Sous bien des rapports, Elsa Maxwell avait le
développement d'une femme.
- J'avais cru, dit-elle enfin, j'avais
pensé...
- Tes pensées devraient
être des rêves à pareille heure,
cousine.
- Je croyais avoir entendu
pleurer ; je me serai sans doute
trompée.
- Ne t'ai-je pas déjà dit
que tu rêvais ? La rengaine de Nanette
ne t'a donc pas bercée ? Tu aurais mieux fait
de t'adresser
à la fée de la fontaine ;. ne
l'entends-tu pas murmurer ?
Et, prenant dans sa bourse une petite
pièce de monnaie, Rita la jeta de toutes ses
forces par la fenêtre en
criant :
- Petite fée ! petite
fée ! voilà un sou pour toi,
mais envoie-nous de tes compagnes pour nous
endormir avec leurs chants.
Rita tourna sur ses talons, et poussant
sa cousine par les épaules :
- Veux-tu bien aller te coucher !
lui dit-elle - je serais grondée si on nous
savait encore debout à pareille heure.
Bonsoir, bonne nuit !
Avant qu'elle pût répondre,
Elsa était dans le corridor et entendait
Rita fermer sa porte à clef. Cette
comédie ne lui avait pas donné le
change, et malgré la gaieté
forcée de Rita, elle n'en demeura pas moins
convaincue qu'elle avait entendu sangloter.

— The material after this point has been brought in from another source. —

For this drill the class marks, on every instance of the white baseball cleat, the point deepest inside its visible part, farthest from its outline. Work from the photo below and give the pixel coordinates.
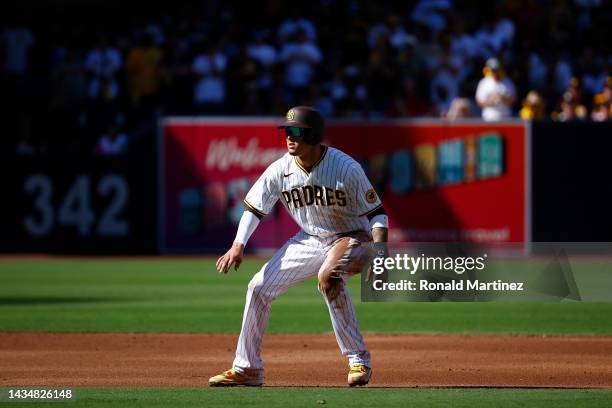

Le lendemain, Rita ne parut point pour
le déjeuner. Le vent soufflait, la pluie
tombait, le ciel était d'un gris
désespérant. Bruce, que rien
n'émouvait, prit son machintosh, ses livres,
et partit pour Bagatelle. Elsa, derrière la
vitre, le regardait marcher à grandes
enjambées, se sentant plus triste, plus
découragée qu'à
l'ordinaire.
- Je crois vraiment qu'il pleut dedans
et dehors dit une voix rieuse. Qu'as-tu,
cousine ? Ne ferais-tu pas mieux de te mettre
sur le paillasson ? Tu vas inonder le
vestibule.
- Je n'ai rien, dit Elsa en essuyant ses
yeux ; je suis ennuyée de voir tomber
la pluie ; voilà tout.
- Tout ? c'est vraiment peu de
chose ; mais tout le monde, à mon avis,
est malheureux ici-bas : les uns pleurent pour
beaucoup, les autres pour bien peu. Il faut se
secouer. Pour mon compte, je vais voir s'il y a
beaucoup de boue du château au
village.
Elle partit malgré la pluie,
laissant Elsa avec une nouvelle envie de pleurer,
« car, » se disait-elle,
« au lieu de faire du bien à Rita,
je ne lui fais que du mal. »
Le soleil reparut dans
l'après-midi, et notre petite amie Elsa se
disposait à aller à Bagatelle, pour
se réconforter un peu, quand on
annonça des visites. Elle avait bien envie
de s'en aller ; mais comme on ne put trouver
Marguerite, elle se décida à rester
au salon pour aider sa tante à recevoir ses
visiteurs. Ce fut un vrai sacrifice.
La famille Ferrari de Montebagni
était parente éloignée de la
mère de Marguerite. Celle-ci avait pris tout
enfant l'habitude de dire : « Tante
Charlotte », et la personne ainsi
dénommée n'épargnait ni les
conseils, ni les remontrances à sa jeune
parente.
Mme Brindini la connaissait fort peu, et
la conversation aurait langui, si Elsa n'eût
pas payé de sa personne. Mais tout en
cherchant des sujets nouveaux, la pauvre petite se
disait intérieurement « Si au
moins Marguerite
revenait ! »
Pendant ce temps-là, Mlle Rita
était à proximité, bien
cachée derrière des tentures ;
elle entendait tout ce qui se disait et pouvait
même voir Mme Brindini et sa nièce qui
faisaient des frais inaccoutumés.
« Je ferais peut-être
bien de venir à leur aide, »
pensait Marguerite ; « mais je
n'aime pas les Ferrari, et je ne
suis pas disposée à les entretenir.
Du reste, cela regarde ma belle-mère.
Pourquoi me
déranger ? »
Enfin, la voiture fut annoncée,
et Mme Ferrari prit congé.
- Oh ! Elsa, que serais-je
devenue
sans toi ? dit en soupirant Mme Brindini.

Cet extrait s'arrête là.